Telehealth: Digital tools on the rise

In a nod to the future, telehealth is also in the spotlight. CMS wants home health agencies to embrace technology, using telehealth and remote monitoring to provide care. 

This is great news for agencies already ahead of the tech curve, but for those who’ve been slower to adopt digital tools, it’s a clear message—get on board, or risk falling behind. 
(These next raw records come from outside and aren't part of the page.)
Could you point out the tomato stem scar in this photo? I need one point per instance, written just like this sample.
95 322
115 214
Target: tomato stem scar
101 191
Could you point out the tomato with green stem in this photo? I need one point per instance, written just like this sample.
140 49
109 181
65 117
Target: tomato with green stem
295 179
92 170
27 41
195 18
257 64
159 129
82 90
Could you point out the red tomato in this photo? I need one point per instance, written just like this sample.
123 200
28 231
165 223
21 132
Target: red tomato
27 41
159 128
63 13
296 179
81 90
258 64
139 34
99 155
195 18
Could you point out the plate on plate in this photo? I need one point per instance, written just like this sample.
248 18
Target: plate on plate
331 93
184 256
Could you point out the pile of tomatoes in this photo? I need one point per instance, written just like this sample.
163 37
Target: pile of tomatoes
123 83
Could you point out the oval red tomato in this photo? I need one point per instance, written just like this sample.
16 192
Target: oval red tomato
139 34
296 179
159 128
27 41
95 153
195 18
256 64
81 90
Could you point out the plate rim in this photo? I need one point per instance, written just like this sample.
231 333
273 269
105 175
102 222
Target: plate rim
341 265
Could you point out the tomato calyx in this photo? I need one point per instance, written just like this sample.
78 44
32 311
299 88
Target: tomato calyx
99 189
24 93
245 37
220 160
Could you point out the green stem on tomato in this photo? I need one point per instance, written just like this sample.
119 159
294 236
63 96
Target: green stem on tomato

The integration of remote services could reshape the way care is delivered, adding convenience but also new challenges for implementation.

The big question(s)

Agencies want to know:

  • Will CMS provide adequate reimbursement for telehealth services?
  • What resources or support will be available to help agencies integrate telehealth and remote monitoring tools?
  • What are the specific telehealth guidelines, and how will compliance be monitored?
  • How will telehealth affect client care, particularly for seniors who may be less familiar with digital technology?

What does the Rule mean for agencies?

On the one hand, there’s an opportunity for agencies to step up their quality game and potentially earn higher reimbursements through value-based care. On the other, there’s a real possibility that smaller agencies could struggle under the financial pressures of these payment adjustments. 
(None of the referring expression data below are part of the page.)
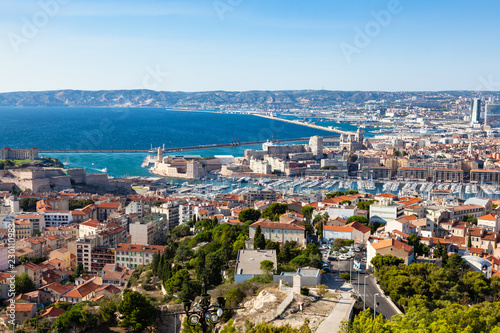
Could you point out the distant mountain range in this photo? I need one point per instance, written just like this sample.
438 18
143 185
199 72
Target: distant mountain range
301 99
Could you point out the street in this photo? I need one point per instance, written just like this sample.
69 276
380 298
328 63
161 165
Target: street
333 281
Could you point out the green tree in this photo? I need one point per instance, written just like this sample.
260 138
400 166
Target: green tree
259 241
419 248
108 312
249 214
24 283
137 311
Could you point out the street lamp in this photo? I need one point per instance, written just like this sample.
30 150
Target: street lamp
375 305
364 294
203 312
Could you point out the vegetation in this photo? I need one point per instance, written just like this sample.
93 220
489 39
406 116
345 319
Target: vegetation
230 327
137 311
78 315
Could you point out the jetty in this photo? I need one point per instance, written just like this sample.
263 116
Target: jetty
298 122
172 150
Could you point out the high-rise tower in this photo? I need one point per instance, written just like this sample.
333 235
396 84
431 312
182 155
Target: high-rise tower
475 111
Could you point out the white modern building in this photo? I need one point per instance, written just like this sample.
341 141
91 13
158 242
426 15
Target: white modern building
386 210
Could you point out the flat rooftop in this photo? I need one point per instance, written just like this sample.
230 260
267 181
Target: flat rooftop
249 261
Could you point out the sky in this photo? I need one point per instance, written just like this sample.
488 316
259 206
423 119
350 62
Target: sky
239 45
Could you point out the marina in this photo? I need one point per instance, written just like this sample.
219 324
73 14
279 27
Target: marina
307 186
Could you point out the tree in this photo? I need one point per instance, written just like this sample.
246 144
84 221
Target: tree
24 283
322 289
155 262
361 219
259 241
137 311
274 211
249 214
307 211
267 266
108 311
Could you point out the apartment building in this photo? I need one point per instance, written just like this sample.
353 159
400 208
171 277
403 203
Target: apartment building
149 230
135 255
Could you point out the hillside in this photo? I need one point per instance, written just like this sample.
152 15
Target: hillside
301 99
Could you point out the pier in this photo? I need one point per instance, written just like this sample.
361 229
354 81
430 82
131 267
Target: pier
172 150
297 122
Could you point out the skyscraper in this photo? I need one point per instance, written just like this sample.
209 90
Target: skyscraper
492 115
475 111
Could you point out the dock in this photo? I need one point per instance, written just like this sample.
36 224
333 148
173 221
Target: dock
298 122
172 150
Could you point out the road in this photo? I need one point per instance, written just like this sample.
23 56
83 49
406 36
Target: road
333 281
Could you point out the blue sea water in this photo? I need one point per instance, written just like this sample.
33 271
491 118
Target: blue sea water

Staffing, training, and resource management will become even more critical as agencies navigate this new terrain.

What’s next?

The proposed Rule is open for public comment, meaning agencies, associations, and other stakeholders have the chance to voice their thoughts. 
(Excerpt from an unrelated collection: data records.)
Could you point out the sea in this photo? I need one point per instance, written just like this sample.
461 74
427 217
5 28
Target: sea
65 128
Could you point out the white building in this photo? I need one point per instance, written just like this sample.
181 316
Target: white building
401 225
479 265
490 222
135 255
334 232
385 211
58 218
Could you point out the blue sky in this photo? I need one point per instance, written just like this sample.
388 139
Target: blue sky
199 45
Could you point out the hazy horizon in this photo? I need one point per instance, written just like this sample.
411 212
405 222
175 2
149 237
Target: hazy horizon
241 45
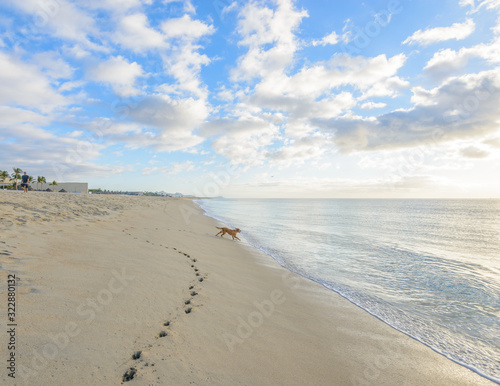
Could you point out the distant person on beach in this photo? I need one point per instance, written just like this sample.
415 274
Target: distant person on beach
24 184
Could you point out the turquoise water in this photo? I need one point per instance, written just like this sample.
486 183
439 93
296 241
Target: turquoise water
429 268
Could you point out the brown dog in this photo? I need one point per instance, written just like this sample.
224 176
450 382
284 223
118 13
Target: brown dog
232 232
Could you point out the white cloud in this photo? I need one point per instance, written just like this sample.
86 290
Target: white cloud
176 168
24 85
183 61
119 73
133 32
52 64
168 124
330 39
300 150
474 152
242 140
445 62
373 105
186 28
260 26
60 18
13 116
457 31
461 107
After the comments are considered, CMS will make its final decision, with implementation slated for 2025. The countdown is on, and home health agencies should start preparing now to ensure they’re ready for whatever the final rule brings.

The last note…(or not)

And there you have it—the CY 2025 Home Health Proposed Rule, decoded and delivered. Whether you’re ready to embrace the changes or you’re bracing for impact, one thing’s clear: 2025 is going to bring big shifts to the home care industry.